2.12      As such, Burrell and Handler were of the view that the approach proposed in paragraphs 122A(1)(b) and (c) of the bill represented a sensible way forward, noting that :

2.13      Dr Penteado also commented on the proposed 'reasonable inquiries' and 'reasonable person' tests, and expressed the view that the tests 'are unpredictable, which is of subjective nature, not objective nature of what is reasonable.'[14] However, as noted above, the EM provides that the reasonable person test 'is intended to be objective, and is not intended to involve determining the subjective knowledge of the actual person.'[15]

Use of a 'deceptively similar' mark

2.14      In addition to acknowledging that the bill goes a long way to fixing the defects in the current law, Burrell and Handler raised a 'relatively minor issue' about the ability of the new parallel importation of trade marked goods provisions to protect against the use of 'deceptively similar' trademarks. Burrell and Handler explained that:

Currently, the s 123 defence [in the Trade Marks Act] applies only if the defendant uses 'a registered trade mark'. By virtue of s 7(1), this extends to use by the defendant of a mark that is ‘substantially identical’ with the registered mark. The draft 122A(1) applies in exactly the same way. However, as soon as the defendant goes beyond this to use a ‘deceptively similar’ mark, the defence falls away.[16]

2.15      This issue was not raised during the exposure draft consultation[17] and is not listed on IP Australia's public policy register as a policy issue that is currently being addressed.[18]

Plant Breeder's Rights

2.16      The submissions received from Rijk Zwaan Australia (RZA), the Australian Seed Foundation (ASF) and CropLife Australia (CropLife) addressed the proposed amendments to the PBR Act only.

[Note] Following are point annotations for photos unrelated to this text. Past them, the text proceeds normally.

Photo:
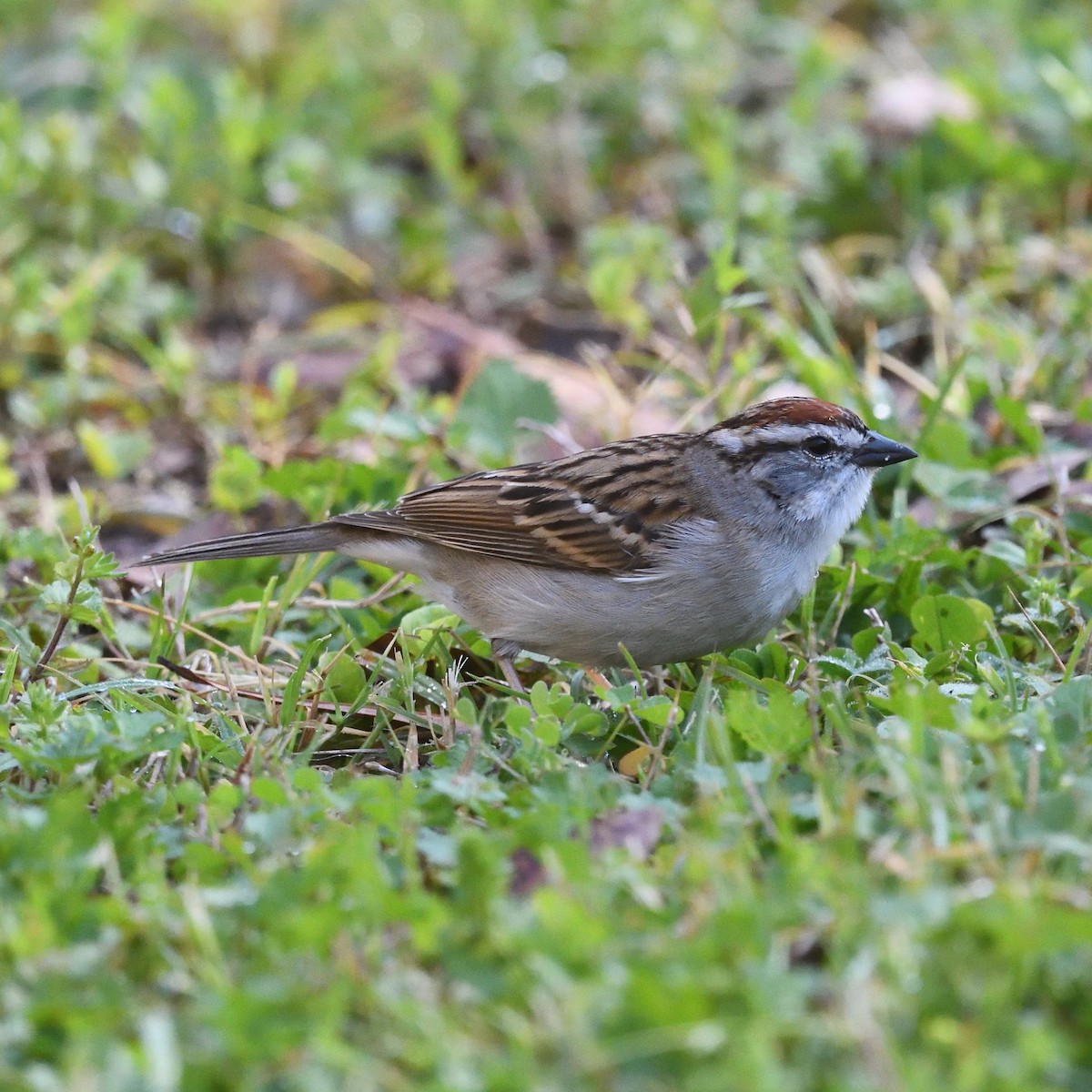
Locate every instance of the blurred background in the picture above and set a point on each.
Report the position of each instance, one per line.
(278, 825)
(238, 235)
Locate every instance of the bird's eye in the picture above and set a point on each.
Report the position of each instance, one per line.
(818, 446)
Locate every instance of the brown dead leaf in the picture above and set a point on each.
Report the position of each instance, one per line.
(636, 830)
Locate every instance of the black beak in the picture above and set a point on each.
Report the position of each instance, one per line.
(879, 451)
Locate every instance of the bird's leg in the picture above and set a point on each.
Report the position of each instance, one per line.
(509, 672)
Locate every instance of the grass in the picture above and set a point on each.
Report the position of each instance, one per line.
(282, 825)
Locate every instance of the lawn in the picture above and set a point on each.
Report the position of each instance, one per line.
(282, 824)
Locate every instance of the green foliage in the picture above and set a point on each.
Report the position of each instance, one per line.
(282, 827)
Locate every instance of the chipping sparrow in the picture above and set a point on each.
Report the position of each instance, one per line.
(670, 545)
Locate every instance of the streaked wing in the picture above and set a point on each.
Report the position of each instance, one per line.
(601, 511)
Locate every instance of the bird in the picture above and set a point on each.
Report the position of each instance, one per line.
(653, 550)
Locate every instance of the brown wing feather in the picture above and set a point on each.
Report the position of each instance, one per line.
(602, 509)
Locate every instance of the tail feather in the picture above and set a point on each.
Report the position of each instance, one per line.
(309, 539)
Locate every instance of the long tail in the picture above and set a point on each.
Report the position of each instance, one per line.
(310, 539)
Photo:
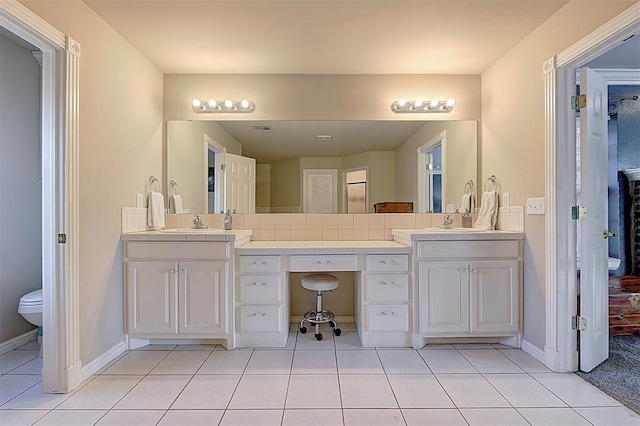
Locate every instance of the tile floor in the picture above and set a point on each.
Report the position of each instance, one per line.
(332, 382)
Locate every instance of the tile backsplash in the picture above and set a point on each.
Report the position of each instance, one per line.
(319, 227)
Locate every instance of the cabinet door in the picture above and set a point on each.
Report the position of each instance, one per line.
(151, 298)
(201, 298)
(495, 296)
(444, 297)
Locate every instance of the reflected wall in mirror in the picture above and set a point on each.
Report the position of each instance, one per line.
(382, 156)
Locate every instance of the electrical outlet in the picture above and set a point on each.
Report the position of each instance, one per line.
(535, 206)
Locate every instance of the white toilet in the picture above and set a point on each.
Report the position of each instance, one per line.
(31, 307)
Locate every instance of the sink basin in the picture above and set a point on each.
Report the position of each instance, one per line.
(454, 230)
(191, 231)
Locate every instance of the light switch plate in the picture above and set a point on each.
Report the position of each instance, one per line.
(535, 206)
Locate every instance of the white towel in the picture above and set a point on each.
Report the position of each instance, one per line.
(176, 204)
(155, 216)
(488, 214)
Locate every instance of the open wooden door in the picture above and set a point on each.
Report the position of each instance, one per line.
(594, 306)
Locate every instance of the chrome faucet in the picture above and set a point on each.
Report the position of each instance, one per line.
(197, 223)
(447, 224)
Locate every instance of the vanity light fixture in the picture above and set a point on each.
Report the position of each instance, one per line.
(213, 106)
(420, 106)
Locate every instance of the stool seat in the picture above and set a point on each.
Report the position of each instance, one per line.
(319, 282)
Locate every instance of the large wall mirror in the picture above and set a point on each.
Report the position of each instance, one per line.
(318, 166)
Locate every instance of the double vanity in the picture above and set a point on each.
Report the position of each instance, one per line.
(425, 286)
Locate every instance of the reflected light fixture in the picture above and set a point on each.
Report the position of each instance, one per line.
(226, 106)
(420, 106)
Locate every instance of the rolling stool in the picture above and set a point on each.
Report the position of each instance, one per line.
(319, 283)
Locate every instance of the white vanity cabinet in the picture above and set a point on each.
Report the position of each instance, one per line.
(385, 318)
(469, 288)
(176, 290)
(261, 302)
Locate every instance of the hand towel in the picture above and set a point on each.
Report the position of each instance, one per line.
(176, 203)
(488, 214)
(155, 217)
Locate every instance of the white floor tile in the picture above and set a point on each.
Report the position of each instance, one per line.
(359, 417)
(103, 392)
(402, 361)
(181, 362)
(71, 418)
(608, 416)
(191, 417)
(471, 391)
(331, 417)
(521, 390)
(446, 361)
(252, 417)
(21, 417)
(359, 362)
(490, 361)
(270, 362)
(137, 362)
(314, 362)
(260, 392)
(366, 391)
(313, 392)
(14, 359)
(493, 417)
(574, 391)
(525, 361)
(419, 391)
(433, 417)
(154, 393)
(131, 417)
(13, 385)
(553, 417)
(207, 392)
(226, 362)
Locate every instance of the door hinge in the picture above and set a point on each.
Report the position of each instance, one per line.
(579, 323)
(578, 102)
(578, 212)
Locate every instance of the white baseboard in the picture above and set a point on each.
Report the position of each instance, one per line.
(94, 366)
(534, 351)
(16, 342)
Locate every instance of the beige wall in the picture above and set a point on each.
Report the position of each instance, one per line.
(513, 134)
(120, 146)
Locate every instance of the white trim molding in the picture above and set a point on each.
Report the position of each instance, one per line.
(560, 350)
(60, 95)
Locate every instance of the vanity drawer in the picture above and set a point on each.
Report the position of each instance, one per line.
(313, 263)
(260, 289)
(388, 318)
(177, 250)
(256, 264)
(387, 263)
(260, 319)
(468, 249)
(387, 288)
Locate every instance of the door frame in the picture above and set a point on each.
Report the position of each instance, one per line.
(560, 351)
(60, 129)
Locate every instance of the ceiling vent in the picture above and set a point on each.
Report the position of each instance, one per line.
(261, 127)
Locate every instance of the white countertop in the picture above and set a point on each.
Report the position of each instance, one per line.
(322, 247)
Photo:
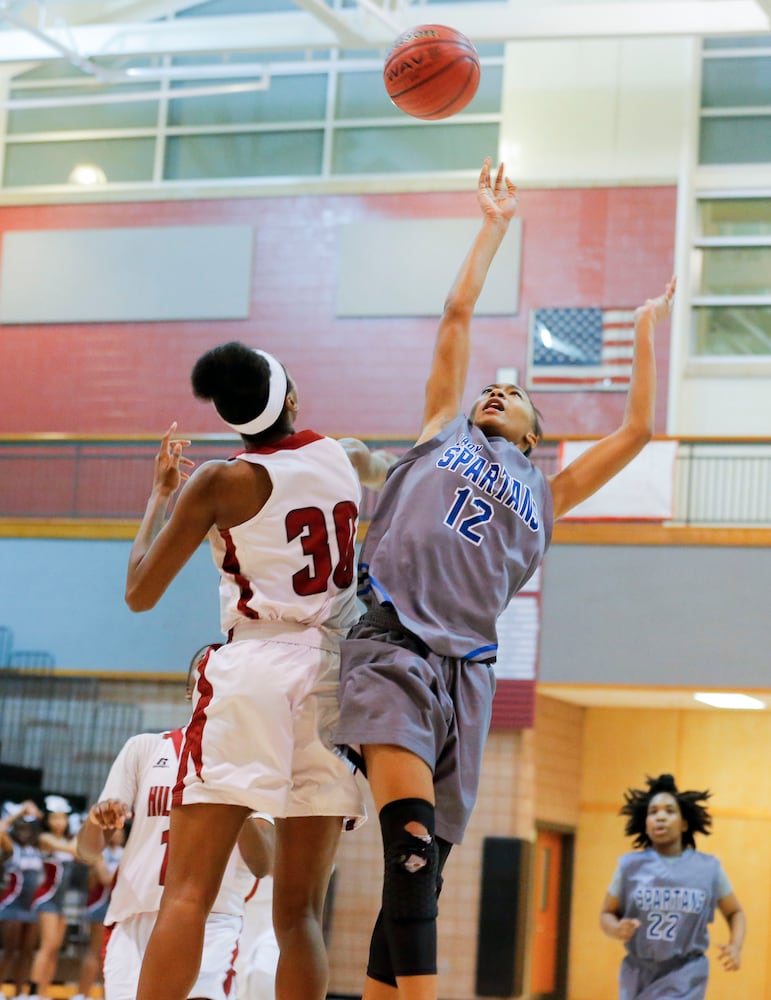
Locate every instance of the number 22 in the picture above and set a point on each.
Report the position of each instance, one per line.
(466, 525)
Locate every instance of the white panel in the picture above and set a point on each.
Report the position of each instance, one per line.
(595, 111)
(644, 490)
(725, 405)
(405, 267)
(126, 275)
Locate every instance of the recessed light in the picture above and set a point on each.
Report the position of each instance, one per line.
(722, 699)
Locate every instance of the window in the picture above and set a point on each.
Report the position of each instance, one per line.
(732, 300)
(232, 117)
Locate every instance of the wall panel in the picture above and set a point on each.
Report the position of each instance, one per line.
(362, 376)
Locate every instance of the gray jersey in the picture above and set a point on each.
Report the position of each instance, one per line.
(461, 525)
(673, 898)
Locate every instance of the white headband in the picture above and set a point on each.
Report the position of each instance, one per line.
(276, 398)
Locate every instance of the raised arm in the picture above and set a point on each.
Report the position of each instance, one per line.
(161, 547)
(600, 463)
(447, 378)
(615, 926)
(730, 955)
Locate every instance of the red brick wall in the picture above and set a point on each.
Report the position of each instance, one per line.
(581, 247)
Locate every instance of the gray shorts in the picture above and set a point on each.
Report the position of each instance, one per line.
(682, 978)
(395, 690)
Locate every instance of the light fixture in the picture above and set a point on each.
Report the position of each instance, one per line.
(724, 699)
(545, 334)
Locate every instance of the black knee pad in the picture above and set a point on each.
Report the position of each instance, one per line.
(411, 862)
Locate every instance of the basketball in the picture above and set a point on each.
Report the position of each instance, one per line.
(431, 72)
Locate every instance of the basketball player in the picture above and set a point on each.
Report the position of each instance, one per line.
(58, 849)
(663, 897)
(281, 518)
(463, 521)
(139, 786)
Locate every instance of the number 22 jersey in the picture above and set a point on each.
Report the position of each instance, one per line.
(673, 898)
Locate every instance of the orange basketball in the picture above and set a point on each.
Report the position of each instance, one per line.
(431, 71)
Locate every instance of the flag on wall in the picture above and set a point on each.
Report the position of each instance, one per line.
(586, 348)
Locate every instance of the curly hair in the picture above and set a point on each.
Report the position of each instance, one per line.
(637, 801)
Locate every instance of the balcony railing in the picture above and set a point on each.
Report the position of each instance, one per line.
(717, 482)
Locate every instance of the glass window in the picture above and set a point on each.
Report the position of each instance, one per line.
(739, 42)
(735, 140)
(735, 217)
(253, 154)
(363, 95)
(122, 160)
(732, 330)
(84, 117)
(289, 98)
(407, 149)
(736, 271)
(736, 82)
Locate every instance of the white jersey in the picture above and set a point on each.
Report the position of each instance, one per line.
(294, 560)
(143, 776)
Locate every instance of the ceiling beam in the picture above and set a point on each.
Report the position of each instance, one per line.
(482, 22)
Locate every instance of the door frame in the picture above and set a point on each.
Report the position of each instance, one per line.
(568, 837)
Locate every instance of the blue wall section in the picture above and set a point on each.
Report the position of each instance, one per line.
(66, 597)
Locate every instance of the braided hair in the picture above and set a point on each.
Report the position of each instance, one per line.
(637, 801)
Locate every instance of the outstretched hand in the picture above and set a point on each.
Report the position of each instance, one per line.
(498, 199)
(661, 307)
(729, 957)
(109, 814)
(169, 461)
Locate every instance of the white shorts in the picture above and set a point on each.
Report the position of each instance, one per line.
(258, 953)
(126, 946)
(261, 735)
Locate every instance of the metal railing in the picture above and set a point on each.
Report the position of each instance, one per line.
(717, 482)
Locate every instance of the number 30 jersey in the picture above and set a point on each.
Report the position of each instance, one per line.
(294, 560)
(143, 776)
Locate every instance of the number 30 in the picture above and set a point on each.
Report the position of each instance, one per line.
(310, 525)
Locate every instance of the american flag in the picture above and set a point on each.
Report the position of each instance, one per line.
(580, 348)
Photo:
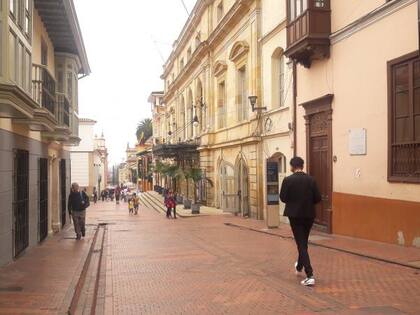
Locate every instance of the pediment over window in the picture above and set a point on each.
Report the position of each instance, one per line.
(238, 51)
(220, 67)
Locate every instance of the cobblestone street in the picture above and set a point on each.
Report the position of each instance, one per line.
(152, 265)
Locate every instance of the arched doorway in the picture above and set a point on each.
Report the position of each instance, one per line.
(242, 188)
(228, 194)
(276, 172)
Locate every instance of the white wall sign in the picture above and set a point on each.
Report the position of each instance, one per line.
(357, 141)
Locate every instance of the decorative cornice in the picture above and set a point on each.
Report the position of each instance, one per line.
(238, 51)
(220, 67)
(372, 17)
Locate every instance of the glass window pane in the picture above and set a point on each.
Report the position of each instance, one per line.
(417, 127)
(401, 104)
(402, 133)
(417, 100)
(401, 78)
(416, 74)
(298, 7)
(292, 10)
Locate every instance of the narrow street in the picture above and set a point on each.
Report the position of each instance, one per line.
(151, 265)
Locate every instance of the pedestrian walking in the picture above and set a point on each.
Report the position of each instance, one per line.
(95, 195)
(130, 205)
(170, 203)
(77, 204)
(136, 203)
(117, 195)
(300, 193)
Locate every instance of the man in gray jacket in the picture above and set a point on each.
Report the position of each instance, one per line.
(77, 204)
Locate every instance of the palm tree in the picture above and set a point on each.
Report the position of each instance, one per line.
(144, 130)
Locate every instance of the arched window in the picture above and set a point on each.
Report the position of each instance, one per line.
(278, 79)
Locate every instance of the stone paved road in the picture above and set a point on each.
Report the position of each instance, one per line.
(202, 266)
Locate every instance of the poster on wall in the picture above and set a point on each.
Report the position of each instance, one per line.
(357, 141)
(272, 183)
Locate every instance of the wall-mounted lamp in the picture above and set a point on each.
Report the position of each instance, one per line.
(195, 121)
(253, 101)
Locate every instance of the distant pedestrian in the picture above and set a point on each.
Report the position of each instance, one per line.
(77, 204)
(300, 193)
(95, 195)
(170, 204)
(130, 205)
(136, 203)
(117, 195)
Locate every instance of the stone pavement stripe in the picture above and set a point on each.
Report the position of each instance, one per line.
(412, 266)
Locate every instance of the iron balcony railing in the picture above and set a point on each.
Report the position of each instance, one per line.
(43, 88)
(74, 125)
(63, 110)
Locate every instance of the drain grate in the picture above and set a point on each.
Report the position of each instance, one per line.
(11, 289)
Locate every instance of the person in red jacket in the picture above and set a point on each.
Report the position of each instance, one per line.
(170, 203)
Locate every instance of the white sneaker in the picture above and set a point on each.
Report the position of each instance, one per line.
(297, 272)
(308, 282)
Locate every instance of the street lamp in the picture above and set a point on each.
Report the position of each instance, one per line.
(253, 101)
(195, 121)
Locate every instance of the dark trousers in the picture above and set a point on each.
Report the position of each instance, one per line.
(169, 212)
(301, 227)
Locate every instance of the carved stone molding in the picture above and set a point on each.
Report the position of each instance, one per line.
(220, 67)
(238, 51)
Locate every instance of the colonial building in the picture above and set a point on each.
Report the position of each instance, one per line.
(42, 56)
(89, 158)
(358, 113)
(229, 97)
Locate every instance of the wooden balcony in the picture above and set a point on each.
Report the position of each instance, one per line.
(43, 88)
(63, 110)
(308, 35)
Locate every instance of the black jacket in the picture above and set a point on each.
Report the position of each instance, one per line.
(300, 193)
(78, 201)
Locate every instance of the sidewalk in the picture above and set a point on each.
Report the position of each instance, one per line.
(407, 256)
(44, 279)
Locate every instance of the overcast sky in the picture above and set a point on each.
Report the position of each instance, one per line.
(124, 40)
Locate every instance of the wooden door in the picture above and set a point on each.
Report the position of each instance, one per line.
(320, 169)
(228, 193)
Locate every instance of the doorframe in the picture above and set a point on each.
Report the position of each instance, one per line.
(240, 164)
(316, 106)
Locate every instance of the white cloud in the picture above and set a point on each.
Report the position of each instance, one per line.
(124, 40)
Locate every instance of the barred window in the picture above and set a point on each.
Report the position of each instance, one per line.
(404, 119)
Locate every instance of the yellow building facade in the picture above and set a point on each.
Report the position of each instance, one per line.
(227, 52)
(41, 58)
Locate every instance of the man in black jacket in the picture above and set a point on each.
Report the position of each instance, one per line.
(300, 193)
(77, 205)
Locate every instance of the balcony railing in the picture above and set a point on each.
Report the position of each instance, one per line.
(63, 110)
(43, 88)
(74, 125)
(308, 35)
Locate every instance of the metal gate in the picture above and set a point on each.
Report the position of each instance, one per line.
(20, 201)
(43, 199)
(63, 191)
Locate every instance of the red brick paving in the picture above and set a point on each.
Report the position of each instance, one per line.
(45, 276)
(202, 266)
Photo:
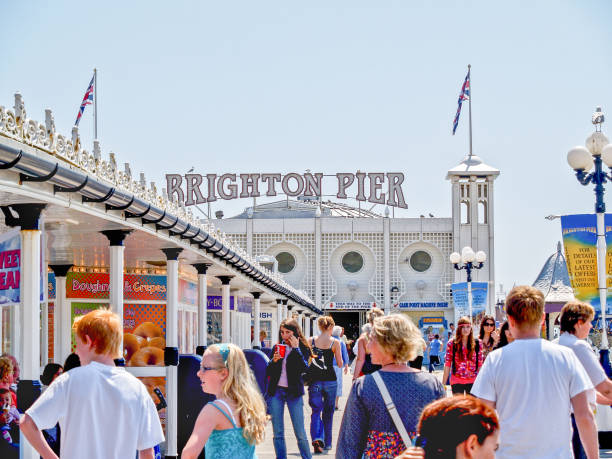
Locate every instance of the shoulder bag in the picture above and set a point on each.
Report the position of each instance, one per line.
(392, 410)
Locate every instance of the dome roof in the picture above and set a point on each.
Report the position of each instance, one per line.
(472, 165)
(553, 280)
(302, 208)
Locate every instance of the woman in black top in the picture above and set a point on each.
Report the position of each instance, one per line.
(323, 384)
(286, 386)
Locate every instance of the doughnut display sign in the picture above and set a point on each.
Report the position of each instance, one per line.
(97, 286)
(144, 334)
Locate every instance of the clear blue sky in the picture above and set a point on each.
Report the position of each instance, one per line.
(278, 86)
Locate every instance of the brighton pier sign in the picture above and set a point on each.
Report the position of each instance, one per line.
(189, 188)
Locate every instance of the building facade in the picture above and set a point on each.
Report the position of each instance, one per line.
(348, 259)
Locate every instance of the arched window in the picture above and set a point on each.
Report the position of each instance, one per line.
(465, 213)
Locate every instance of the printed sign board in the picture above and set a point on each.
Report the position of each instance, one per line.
(580, 244)
(347, 305)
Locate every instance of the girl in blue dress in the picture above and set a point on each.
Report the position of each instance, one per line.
(234, 423)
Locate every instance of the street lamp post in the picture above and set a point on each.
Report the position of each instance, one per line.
(470, 261)
(582, 159)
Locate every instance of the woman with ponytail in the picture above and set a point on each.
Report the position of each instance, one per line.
(234, 423)
(286, 386)
(464, 358)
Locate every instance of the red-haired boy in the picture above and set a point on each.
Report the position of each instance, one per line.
(103, 411)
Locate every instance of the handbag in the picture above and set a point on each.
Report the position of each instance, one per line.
(392, 410)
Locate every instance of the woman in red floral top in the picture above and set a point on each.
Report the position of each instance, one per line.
(468, 358)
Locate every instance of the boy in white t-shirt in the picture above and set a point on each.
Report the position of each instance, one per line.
(534, 384)
(103, 411)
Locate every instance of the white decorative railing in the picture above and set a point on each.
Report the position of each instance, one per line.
(15, 125)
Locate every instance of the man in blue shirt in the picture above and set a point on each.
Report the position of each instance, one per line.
(434, 352)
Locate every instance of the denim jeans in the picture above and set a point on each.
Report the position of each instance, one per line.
(322, 400)
(276, 406)
(433, 360)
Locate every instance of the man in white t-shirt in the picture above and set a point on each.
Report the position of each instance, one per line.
(103, 411)
(576, 323)
(534, 385)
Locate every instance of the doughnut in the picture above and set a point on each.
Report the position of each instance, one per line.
(148, 330)
(147, 356)
(158, 341)
(131, 344)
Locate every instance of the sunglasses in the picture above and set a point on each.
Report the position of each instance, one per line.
(205, 369)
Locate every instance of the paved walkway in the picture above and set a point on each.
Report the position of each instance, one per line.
(266, 449)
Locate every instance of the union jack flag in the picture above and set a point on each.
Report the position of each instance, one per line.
(464, 95)
(87, 100)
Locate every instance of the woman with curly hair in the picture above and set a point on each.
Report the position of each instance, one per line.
(286, 386)
(463, 358)
(363, 364)
(234, 423)
(367, 429)
(488, 335)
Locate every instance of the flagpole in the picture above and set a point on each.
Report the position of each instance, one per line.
(470, 102)
(96, 106)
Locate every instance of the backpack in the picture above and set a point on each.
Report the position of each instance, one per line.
(317, 367)
(476, 352)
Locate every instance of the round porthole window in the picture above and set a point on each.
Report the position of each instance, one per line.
(286, 262)
(352, 262)
(420, 261)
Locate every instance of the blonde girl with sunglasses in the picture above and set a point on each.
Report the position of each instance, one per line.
(234, 423)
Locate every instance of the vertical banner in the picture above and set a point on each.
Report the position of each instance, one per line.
(460, 299)
(580, 245)
(10, 258)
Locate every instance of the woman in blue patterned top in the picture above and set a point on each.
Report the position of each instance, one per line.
(367, 429)
(234, 423)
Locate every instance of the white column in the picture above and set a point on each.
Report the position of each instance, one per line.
(250, 237)
(202, 343)
(116, 279)
(30, 299)
(279, 311)
(225, 309)
(491, 248)
(30, 322)
(116, 239)
(318, 243)
(474, 213)
(387, 274)
(307, 326)
(116, 285)
(256, 316)
(172, 342)
(62, 328)
(456, 214)
(62, 306)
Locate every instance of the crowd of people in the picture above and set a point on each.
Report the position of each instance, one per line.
(515, 395)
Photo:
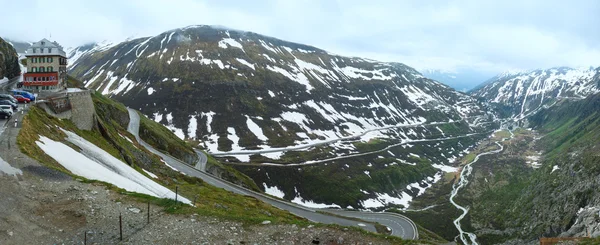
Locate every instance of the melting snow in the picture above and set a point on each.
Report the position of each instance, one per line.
(233, 43)
(246, 63)
(256, 130)
(104, 167)
(150, 174)
(7, 169)
(273, 191)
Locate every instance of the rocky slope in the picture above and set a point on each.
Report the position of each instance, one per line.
(43, 203)
(545, 182)
(9, 60)
(239, 92)
(524, 92)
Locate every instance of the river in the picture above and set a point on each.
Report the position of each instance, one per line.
(468, 237)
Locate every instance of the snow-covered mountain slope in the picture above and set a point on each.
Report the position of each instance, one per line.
(526, 91)
(257, 96)
(215, 84)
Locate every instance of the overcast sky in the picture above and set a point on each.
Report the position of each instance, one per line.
(448, 35)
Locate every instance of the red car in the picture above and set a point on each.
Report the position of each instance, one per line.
(21, 99)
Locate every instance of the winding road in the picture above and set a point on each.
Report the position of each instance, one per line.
(400, 225)
(467, 237)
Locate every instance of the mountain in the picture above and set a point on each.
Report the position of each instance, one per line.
(461, 79)
(9, 60)
(526, 91)
(293, 117)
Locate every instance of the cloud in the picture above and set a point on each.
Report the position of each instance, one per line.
(435, 34)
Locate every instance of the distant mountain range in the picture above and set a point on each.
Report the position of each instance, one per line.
(247, 97)
(525, 92)
(461, 79)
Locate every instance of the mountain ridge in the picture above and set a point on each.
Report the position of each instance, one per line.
(233, 91)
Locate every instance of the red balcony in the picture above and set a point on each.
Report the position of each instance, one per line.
(40, 78)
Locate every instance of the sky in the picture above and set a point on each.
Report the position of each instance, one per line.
(486, 36)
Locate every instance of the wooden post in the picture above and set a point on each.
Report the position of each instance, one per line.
(120, 227)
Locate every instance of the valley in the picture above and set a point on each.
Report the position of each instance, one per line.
(230, 135)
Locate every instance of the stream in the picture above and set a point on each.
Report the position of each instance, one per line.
(467, 237)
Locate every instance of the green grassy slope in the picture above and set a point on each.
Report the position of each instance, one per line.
(112, 137)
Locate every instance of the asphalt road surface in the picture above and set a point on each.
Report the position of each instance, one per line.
(400, 226)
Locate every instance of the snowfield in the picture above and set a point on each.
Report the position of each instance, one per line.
(94, 163)
(7, 169)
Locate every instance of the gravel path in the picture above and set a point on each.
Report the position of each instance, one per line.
(45, 206)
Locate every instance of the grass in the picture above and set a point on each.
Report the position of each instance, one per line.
(209, 200)
(502, 134)
(163, 139)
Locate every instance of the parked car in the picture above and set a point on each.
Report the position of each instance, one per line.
(21, 99)
(10, 103)
(25, 94)
(5, 111)
(8, 97)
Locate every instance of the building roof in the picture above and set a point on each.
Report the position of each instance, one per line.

Overall, these submitters were supportive of the bill's proposed reforms to the PBR Act, noting that they:

2.17      Notwithstanding this support, these submitters also expressed some concerns about the drafting of the bill and suggested that the reforms needed to go further to provide adequate protection for plant breeders, including via the introduction of a United Kingdom-style Information Notice System (INS).

2.18      The submission received from Dr Penteado also commented on the amendments related to PBR.[20]

Essentially derived variety declarations

2.19      The PBR Act extends protection of registered varieties to EDVs. EDVs share all the essential characteristics of a registered plant variety but are clearly distinct and qualify for PBR registration in their own right. As discussed in Chapter 1, schedule 1, part 2 of the bill seeks to amend the PBR Act to allow an application for an EDV declaration to be made in instances where the plant variety subject of the EDV application is not a registered PBR or undergoing application for PBR.[21]

2.20      IP Australia informed the committee that the purpose of this amendment is:

...to close a loophole that allows breeders of derived varieties to free-ride on protected plant varieties. The Bill proposes to expand the circumstances where an EDV declaration can be applied for to ensure PBR holders are protected, regardless of whether breeders of a derived variety have applied for PBR or not.[22]

2.21      To give context to the current loophole, IP Australia provided the committee with the following example:

...where a grower holds a PBR for a certain crop, and a competitor files for a PBR for a slightly different variety of the same crop, the competitor can be required to share their royalties with the original grower. However, if the competitor exploits the current loophole by choosing not to file for a PBR, they can commercialise their crop and cannot be required to share their royalties.[23]

2.22      Under the reforms proposed in the bill, the original grower will be able to share in their competitor's royalties.

2.23      Noting that 'it is likely that the EDV is very similar to the earlier variety and in most cases protection is not filed for', the ASF agreed with IP Australia that the proposed reforms would close a loophole that exists where an EDV cannot be declared if no PBR application has been made for the later variety.[24]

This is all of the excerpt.